How to use groupby/aggregate to return top 5 items from one column as scored by another

User 2568 | 5/3/2016, 3:30:00 AM

I'm competing in the the (Kaggel Expedia Hotel Recommendations)[https://www.kaggle.com/c/expedia-hotel-recommendations/data] and I have an SFrame of hotel search log data with 35M rows. I want to group by search id, and return the the top five hotel by relevance for each id. In effect I want aggregate.ARGMAX('hotel', 'relevance') to return a list of the top 5 items, not just one.

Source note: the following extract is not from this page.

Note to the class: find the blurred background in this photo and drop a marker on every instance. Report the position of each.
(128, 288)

This is detailed in this notebook

I have three questions 1. In the notebook, is there a better way to write the code? It seem fine and the performance is Ok, but I'm interested in learning 2. I'd like to request that ARGMAX be extended to take an optional 3rd parameter, which determines how many items to return. This would not be unusual for recommendation type problems. 3. There is an odd behaviour noted at the end of the notebook, where an int() is converted to a float(). Is this a bug or my misunderstanding.

Comments

User 1189 | 5/3/2016, 5:44:52 PM

Hi,

1, 2. Code looks fine. I agree an ARGMAX top-k will be very useful here. I will look into supporting that.

  1. Can be forced to a list using ...apply(lambda ..., list) # bypassing the type inference by explicitly saying what is the type Sometimes the type inference can be awkward.

Yucheng